Overvaluation in the market ultimately damages “indicator no. 1 economy that almost no one watches”: the velocity of money, which is defined as the rate at which domestic consumers and businesses exchange money in an economy.

“The velocity of money has dropped like a rock since 1997, right in the middle of the first bubble that formed … it just shows that bubbles are not healthy,” Dent said.

The generation that could suffer the most from a market crash next year are baby boomers, many of whom are retiring and leaning on their portfolios.

“If all these financial assets are reduced that they hold for their retirement, and they’re earning less income because they quit their job, or they’re just on a small pension or something, they’re going to be in trouble deep… But I’m telling you, if I’m right about this crash, and Treasuries go up as a safe haven, they’re going to do nothing but go down for the rest of our lives from there because low inflation is not a good thing. environment for them”, explained the economist.

Despite this, Dent is standing by his June prediction that an “everything” bubble could burst by mid-2025. AFP via Getty Images

“So I think the next few years are likely to be ugly. The question is, when does the damn thing start?” Dent positioned himself.

“I think central banks know this better than anyone. They just can’t say that because they don’t want to scare anyone.”

If anything is driving the markets through a strong start to 2025, it’s bitcoin. Dent told Fox Digital that he has bought more of the cryptocurrency since his last interview in June.

“But I think short-term, I would be hard-pressed to buy anything else aggressively if we had the kind of crash that I talked about because bitcoin could go back up to the 15,000, 16,000 levels, the last big low.” .

“I make my long-term projections by comparing bitcoin to other new technologies, like the dot-com revolution of the late 90s, that bubble and what came after it. Bubbles finance new revolution. So they’re a good thing,” Dent added.
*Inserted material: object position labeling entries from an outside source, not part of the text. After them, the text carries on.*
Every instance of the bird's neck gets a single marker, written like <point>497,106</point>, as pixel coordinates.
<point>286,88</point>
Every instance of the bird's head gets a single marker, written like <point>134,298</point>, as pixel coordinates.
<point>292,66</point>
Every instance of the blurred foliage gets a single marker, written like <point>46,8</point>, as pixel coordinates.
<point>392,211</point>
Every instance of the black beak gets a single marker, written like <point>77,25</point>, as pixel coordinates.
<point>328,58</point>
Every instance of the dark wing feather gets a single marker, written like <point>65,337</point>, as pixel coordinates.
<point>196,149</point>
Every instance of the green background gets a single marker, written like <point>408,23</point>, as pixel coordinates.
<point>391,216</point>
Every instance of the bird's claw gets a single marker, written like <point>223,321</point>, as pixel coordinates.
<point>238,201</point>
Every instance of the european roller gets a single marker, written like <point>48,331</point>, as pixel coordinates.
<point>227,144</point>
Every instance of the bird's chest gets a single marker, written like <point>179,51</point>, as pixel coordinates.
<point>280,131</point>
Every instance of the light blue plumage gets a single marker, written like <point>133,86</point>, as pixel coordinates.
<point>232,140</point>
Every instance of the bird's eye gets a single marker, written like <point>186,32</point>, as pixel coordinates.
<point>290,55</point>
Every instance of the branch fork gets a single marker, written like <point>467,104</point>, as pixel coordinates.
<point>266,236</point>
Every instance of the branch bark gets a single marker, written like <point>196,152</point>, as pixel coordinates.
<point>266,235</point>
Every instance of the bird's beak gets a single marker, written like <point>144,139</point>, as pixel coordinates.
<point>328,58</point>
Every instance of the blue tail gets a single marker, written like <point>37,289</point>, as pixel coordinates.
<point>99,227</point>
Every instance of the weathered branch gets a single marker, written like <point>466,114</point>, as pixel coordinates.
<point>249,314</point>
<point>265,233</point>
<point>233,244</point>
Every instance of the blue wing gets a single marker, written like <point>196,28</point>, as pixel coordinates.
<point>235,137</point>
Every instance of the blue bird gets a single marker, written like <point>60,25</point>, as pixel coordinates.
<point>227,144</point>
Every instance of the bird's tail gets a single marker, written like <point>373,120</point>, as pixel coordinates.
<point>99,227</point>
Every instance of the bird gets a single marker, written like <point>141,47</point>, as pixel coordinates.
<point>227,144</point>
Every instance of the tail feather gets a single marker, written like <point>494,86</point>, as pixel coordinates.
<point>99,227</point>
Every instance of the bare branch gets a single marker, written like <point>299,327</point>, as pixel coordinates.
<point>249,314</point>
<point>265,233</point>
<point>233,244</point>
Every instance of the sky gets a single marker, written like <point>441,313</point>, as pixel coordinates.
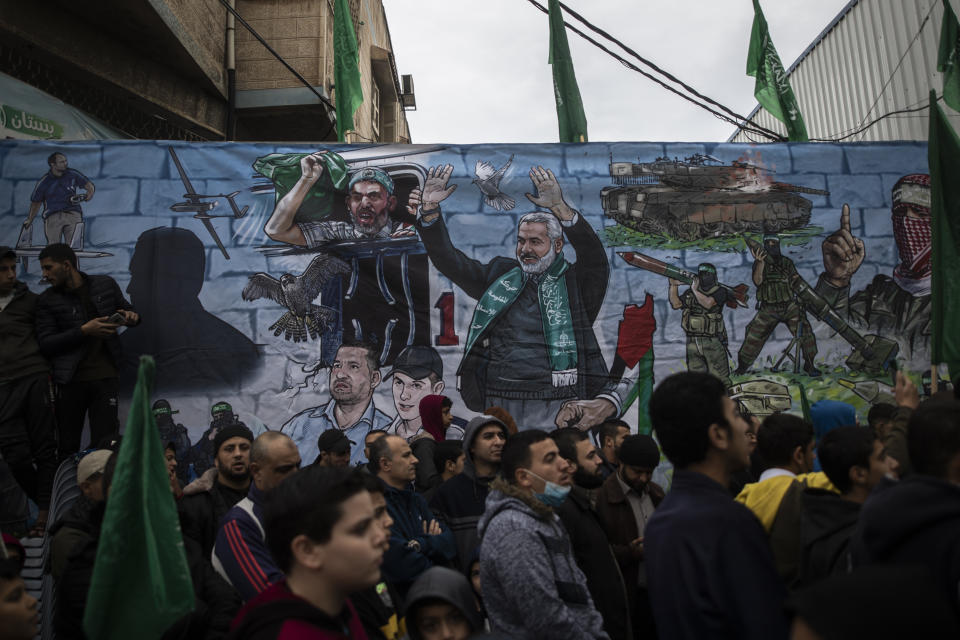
<point>481,75</point>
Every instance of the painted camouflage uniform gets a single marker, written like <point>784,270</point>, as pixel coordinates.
<point>884,308</point>
<point>706,337</point>
<point>777,303</point>
<point>896,307</point>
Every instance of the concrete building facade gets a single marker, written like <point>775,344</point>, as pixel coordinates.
<point>159,68</point>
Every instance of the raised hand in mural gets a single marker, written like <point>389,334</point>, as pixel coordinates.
<point>842,252</point>
<point>549,194</point>
<point>435,189</point>
<point>584,414</point>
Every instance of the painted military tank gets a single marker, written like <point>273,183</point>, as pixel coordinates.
<point>701,197</point>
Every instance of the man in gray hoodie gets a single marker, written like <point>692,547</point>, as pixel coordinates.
<point>459,502</point>
<point>525,549</point>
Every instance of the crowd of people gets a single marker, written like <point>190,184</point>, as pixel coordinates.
<point>771,528</point>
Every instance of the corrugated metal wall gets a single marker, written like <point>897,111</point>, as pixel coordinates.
<point>880,56</point>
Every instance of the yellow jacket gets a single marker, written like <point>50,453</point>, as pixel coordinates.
<point>764,498</point>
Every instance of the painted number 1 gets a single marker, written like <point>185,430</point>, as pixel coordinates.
<point>446,337</point>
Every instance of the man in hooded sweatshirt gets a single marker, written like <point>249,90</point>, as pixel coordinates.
<point>440,606</point>
<point>856,461</point>
<point>532,586</point>
<point>917,520</point>
<point>459,502</point>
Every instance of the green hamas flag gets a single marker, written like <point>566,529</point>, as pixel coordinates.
<point>346,72</point>
<point>944,160</point>
<point>573,122</point>
<point>141,582</point>
<point>948,58</point>
<point>772,89</point>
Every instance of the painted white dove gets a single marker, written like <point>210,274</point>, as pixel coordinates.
<point>488,181</point>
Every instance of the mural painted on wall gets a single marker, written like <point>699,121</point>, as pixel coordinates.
<point>302,288</point>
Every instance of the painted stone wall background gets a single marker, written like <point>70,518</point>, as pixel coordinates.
<point>137,183</point>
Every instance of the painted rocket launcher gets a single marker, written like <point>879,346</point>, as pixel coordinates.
<point>872,354</point>
<point>737,296</point>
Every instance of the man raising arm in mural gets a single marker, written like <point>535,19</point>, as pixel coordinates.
<point>896,307</point>
<point>370,202</point>
<point>531,347</point>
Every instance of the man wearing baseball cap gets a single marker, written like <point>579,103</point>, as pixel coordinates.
<point>208,498</point>
<point>27,441</point>
<point>176,433</point>
<point>82,520</point>
<point>370,201</point>
<point>417,372</point>
<point>334,449</point>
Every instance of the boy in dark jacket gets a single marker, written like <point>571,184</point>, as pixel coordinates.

“Bitcoin, I see it going from 800,000 to 1 million by 2037 to ’40. So I have a long way to go. So, boy, if that got down to 15,000 or even 20 or 25 [thousand]this would be the purchase of a lifetime. It would be hard for me to buy anything else at those prices.”

For now, market traders are “rolling along” with the post-election bubble even though Dent likened it to being on the Titanic.

“When everyone gets on the boat, that’s when the Titanic sinks.” So I think everybody’s on board now,” he said.

“Look at the reality, look at the charts and see how much, I’m just talking about housing going back to 2012. That’s [a] 62% housing crash, which would be twice as bad as the 2008 crisis. And that was bad for most people,” Dent said.

“Stocks, just going back to 2009, that’s 89% in the S&P 500 and 94% in the Nasdaq. This is a total wipe. This is 1929-32. You have to at least admit that this is a possibility here.”